Who is Securing Who?

by Colin Berkshire

Colin here. The NSA spying has been in the press a lot. Up until Snowden the NSA strongly professed it had no mass surveillance.  Now, it is clear that they did, and were lying.

Ostensibly the spying is to prevent terrorism.  But an appointed review group stated the NSA “has had no discernible impact on preventing acts of terrorism.”

I keep pondering why the NSA is so aggressively spying on everybody when it seems to have no terrorism benefit. What drives them? Why do they need to know everything about everybody?

A contact I have in Asia and I were having a very off-the-record conversation. In that conversation it was confided in me that my contact’s vice president was being blackmailed. I asked if he knew who and was told the United States. OK, I can write that one off to paranoia or a search to blame somebody. If his VP was being blackmailed then he was doing something wrong, right?

Then, just this past week I was having a conversation with a Russian who was visiting. He had the same problem: a superior officer (this time in the Russian government) was being blackmailed by the United States.

One data point does not make a trend. But there are now two data points and that at least forms a direction vector (in this case back to the United States). I am waiting for a third data point now, because I have always believed that if I hear something three times there may be something to it.

I just came back from a dinner with a Chinese official. We had a good dinner and some candid conversation, since I am increasingly involved in Chinese operations. The topic came up of our government leaders, especially Obama. My friend turned to me and said “What do you think is really going on?” I said I didn’t know. He then raised his two hands into the formation used by a puppeteer holding strings to a puppet and smiled at me. I blurted out: “Obama is a puppet??!!” He smiled back at me and asked if I had any better explanation.

Our conversation then shifted  to an infamous character in American History: J Edgar Hoover, the first head of the FBI from 1935 to 1972. He was noted for amassing secret files on political leaders and even intimidating sitting presidents (See www.Wikipedia.org/wiki/J_Edgar_Hoover). The connection to the NSA conversation became painfully clear. The belief starting to be held outside the United States is that the NSA has its global spying operation so that it can blackmail anybody it needs. The precedent was set by J Edgar Hoover. With the information at their fingertips they have the goods on anybody and everybody they need.

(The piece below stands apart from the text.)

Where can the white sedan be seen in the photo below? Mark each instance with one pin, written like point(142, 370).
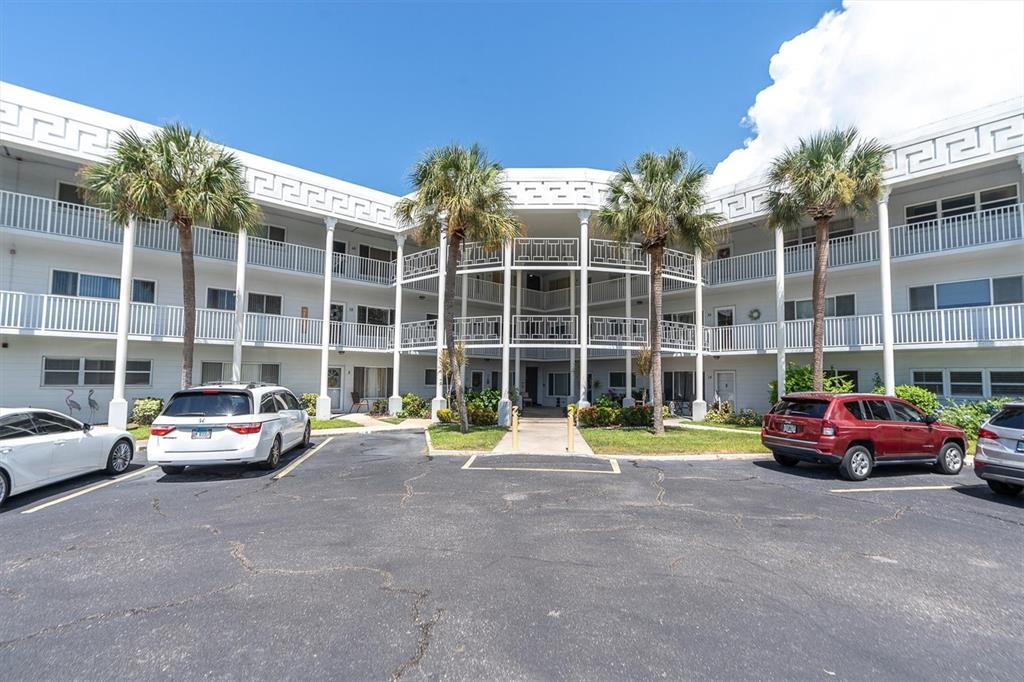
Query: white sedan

I imagine that when Obama took office, somebody sat down with him and showed him a file. Every politician has a scandal or two that they are hiding, Obama cannot be an exception. Then, the NSA probably simply said: “See the value of our organization?” Obama certainly would have agreed. This is the only explanation that makes any sense when you look at what Obama promised and what he actually did.

My boss asked me last month what the best way was to get a message to another party securely. He asked if he had to write it on a piece of paper. I responded that no, that wouldn’t work because every letter mailed to or from or within the United States had the envelope photographed and OCRed. Even sending a letter with a stamp is no longer private.

I’m not one to believe in conspiracy theories…. there is too much to ignore here. We are at the forefront of the NSA spying. Our routers are infested, our computers are infested, our VPNs are tapped, our USB drives have malware in their firmware, and every communication is monitored. We are on the front line, we are the last opportunity to defend our company leaders from harms way.

If you manage telecommunications or IT for your company, you should be thinking of how to protect your company leaders. Some day they will come to you and ask how to protect critical information, or how to get a message to another leader in another company. They will ask you how infiltrated the company infrastructure is.

Start taking inventory of your network components. Pay more attention to security. And develop side channel and back channel communications systems.